Faço jogos comigo mesma, me desafio a escrever sob o efeito de sensações inomináveis, ou a desenvolver textos partindo de imagens ou cenas de filmes. Minto muito e me divirto muito fantasiando sobre quem está dizendo as palavras que estão nascendo.
O que você acha que mudou no seu processo de escrita ao longo dos anos? O que você diria a si mesma se pudesse voltar à escrita de seus primeiros textos?

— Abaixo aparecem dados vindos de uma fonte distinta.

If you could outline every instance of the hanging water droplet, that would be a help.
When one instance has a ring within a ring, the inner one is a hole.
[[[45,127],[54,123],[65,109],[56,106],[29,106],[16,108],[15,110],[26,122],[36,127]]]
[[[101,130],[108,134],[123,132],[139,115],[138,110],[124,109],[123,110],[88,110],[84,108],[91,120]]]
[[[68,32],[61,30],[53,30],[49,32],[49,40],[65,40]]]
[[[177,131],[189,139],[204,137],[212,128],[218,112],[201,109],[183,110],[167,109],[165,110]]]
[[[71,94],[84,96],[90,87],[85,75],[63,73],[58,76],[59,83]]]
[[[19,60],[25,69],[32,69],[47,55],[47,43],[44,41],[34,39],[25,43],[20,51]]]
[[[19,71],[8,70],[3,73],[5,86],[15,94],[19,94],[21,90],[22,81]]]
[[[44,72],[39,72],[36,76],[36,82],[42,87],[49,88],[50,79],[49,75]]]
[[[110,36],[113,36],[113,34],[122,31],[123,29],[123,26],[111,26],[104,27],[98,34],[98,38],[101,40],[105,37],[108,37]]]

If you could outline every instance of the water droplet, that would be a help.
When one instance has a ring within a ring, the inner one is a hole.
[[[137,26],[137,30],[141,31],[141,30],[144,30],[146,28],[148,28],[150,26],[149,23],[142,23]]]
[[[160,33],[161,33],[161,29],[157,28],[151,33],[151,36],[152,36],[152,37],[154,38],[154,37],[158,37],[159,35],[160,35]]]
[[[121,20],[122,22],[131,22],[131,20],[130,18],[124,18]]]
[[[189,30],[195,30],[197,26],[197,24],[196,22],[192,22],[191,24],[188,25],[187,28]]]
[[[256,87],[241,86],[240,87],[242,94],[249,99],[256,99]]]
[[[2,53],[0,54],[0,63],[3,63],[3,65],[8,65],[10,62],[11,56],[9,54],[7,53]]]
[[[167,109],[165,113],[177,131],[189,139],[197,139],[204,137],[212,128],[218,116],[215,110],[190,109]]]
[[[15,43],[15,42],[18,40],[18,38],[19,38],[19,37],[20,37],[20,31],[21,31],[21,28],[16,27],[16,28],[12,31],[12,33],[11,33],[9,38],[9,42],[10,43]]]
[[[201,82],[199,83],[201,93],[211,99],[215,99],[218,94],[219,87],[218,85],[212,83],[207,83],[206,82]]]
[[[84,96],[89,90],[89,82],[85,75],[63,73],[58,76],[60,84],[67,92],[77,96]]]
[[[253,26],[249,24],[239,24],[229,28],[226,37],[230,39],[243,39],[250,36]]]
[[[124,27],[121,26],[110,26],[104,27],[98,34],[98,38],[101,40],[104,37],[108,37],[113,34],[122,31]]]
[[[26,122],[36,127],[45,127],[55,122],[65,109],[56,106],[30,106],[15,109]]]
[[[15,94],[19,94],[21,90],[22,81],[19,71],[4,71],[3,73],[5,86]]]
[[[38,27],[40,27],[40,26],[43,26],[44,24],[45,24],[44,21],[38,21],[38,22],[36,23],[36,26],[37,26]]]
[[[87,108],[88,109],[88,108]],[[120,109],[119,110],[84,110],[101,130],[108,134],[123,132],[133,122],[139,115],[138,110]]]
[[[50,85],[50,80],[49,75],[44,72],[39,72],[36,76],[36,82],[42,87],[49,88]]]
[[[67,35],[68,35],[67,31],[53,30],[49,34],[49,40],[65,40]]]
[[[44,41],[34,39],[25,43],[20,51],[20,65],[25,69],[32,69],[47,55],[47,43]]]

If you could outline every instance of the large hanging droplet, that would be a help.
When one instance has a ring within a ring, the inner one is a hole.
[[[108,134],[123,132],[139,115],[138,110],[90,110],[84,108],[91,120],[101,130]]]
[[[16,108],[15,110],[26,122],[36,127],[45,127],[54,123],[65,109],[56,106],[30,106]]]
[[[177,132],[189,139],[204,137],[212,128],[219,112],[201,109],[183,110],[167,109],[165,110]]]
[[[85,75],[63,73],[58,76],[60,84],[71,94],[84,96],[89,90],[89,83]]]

Antes a escrita era um lugar seguro, onde eu compilava segredos, relatava acontecimentos em diários. Como o amadurecimento fui jogando no mundo o que escrevia e isso é uma grande aventura. Percebi que compartilhar é maravilhoso. No desenvolvimento da escrita de uma peça me deixo contaminar pelo olhar do outro, acho que enriquece o trabalho. A poesia só mostro depois de pronta e enquanto for possível, me sinto no direito de alterar qualquer coisinha nela a todo momento. Acho que fui descobrindo formas de ativar minha sensibilidade e ouvir tudo ao redor, fui me abrindo ao que grandes mestres e amigos me ensinaram. Se eu pudesse voltar à escrita dos primeiros textos diria a mim mesma: “vai erra, pode errar! Lembra do Beckett e melhora essas falhas”.
Que projeto você gostaria de fazer, mas ainda não começou? Que livro você gostaria de ler e ele ainda não existe?
Ainda não comecei a organizar e revisar peças que desejo publicar. Mas quero e vou! Os livros que eu gostaria de ler e ainda não existem…nossa tem tanta que existe e eu não li ainda. Quero ter uns bons anos de vida pela frente pra ler muito mais e acho, que tem muita coisa que já tá escrita que vai me impressionar!
* Entrevista publicada em 10 de julho de 2022.